The man behind Legacy Consultants, Nathan Dennis, talks his inner city background, the issue of youth violence, Black Lives Matter, greater engagement with ethnic communities – and his role in the 2022 Commonwealth Games
BEEN THERE, DONE THAT
I’m born and bred in Newtown, Birmingham and am proud to be of Jamaican heritage. Like many people from the inner city, I grew up in a council house. I didn’t see many positive examples of men when I was younger and I decided that I didn’t want to be like that. I gave up everything that I was doing, found faith and met my future wife, Sabrina, when I was 21. We now have four beautiful daughters together. Sabrina supported me in establishing a consultancy business and last year we launched our charity, First Class Foundation. We deal with issues such as youth violence, mental health resilience and connecting people to their purpose through employment and training opportunities. Our team is doing some amazing things in support of partners, including the West Midlands Violence Reduction Unit and Youth Offending Teams across the region.
IT’S WHAT I DO
I’m a consultant and trainer helping organisations to think differently about how they engage with black and minority ethnic communities. Typically, that involves the delivery of a range of consultancy services, including dynamic training programmes and engagement strategies. Recently, I’ve been working with HS2 to help bring a host of exciting jobs, skills and training opportunities to people across our region.
WHAT I’D LIKE TO SEE
In the wake of the tragic death of George Floyd, I made a lifelong commitment that everything I do will be dedicated to working in partnership with those that want to make a lasting change in the areas of diversity and inclusion. I’m excited and intrigued to see how many of the businesses that made race and diversity statements in the wake of the Black Lives Matter movement, will develop those words into tangible delivery plans.

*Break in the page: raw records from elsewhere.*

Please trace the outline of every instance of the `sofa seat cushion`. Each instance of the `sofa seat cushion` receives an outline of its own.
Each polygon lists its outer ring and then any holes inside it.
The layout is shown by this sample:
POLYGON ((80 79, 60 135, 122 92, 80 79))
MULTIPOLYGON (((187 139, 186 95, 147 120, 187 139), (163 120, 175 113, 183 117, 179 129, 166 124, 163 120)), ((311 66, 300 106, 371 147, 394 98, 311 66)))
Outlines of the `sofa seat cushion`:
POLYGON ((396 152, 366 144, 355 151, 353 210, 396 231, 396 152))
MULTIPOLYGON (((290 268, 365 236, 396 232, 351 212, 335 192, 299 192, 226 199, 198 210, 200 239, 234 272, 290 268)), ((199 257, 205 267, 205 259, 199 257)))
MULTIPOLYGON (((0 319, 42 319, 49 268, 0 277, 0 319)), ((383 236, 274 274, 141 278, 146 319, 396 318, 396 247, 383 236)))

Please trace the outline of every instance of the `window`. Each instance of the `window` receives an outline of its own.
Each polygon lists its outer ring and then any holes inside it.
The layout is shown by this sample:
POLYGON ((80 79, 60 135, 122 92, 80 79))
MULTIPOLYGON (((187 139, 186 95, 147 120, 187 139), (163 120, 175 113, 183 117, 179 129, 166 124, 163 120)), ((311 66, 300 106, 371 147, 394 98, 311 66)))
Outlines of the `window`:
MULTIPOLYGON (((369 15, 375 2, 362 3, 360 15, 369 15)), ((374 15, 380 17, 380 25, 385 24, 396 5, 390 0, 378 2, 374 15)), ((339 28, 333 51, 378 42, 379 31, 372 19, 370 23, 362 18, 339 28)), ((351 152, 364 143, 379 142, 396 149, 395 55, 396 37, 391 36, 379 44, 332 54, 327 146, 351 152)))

I’ve been fortunate enough to win regional and national awards which I am incredibly proud of but it’s the impact made on the lives of others that really matters to me. You may remember the tensions in the community following the fatal police shooting of Mark Duggan in 2011. I was on the streets at that time, working to support our young people, and was also consulted by former Prime Minister, David Cameron. Over the years, I’ve worked with thousands of people from diverse backgrounds and communities. It’s given me a good understanding of what is needed to help them to prosper. I’m keen to make sure their ambitions are represented in my new role as part of the Legacy and Benefits Committee of the Birmingham 2022 Commonwealth Games.
BIGGEST LESSON LEARNED
If I was speaking to my younger self, I would tell myself not to be fearful of anything. Where you come from and the labels attached to you, do not define you. It’s about the daily decisions you make.
WHAT I LIKE ABOUT BRUM
The people. We’re such a youthful city and there is more talent and creativity here than we give ourselves credit for. Birmingham is a beautiful place.
It’s crucial to create time to spend with your family – going on walks or watching films together. My faith plays a critical role in everything I do, it allows me to rejuvenate.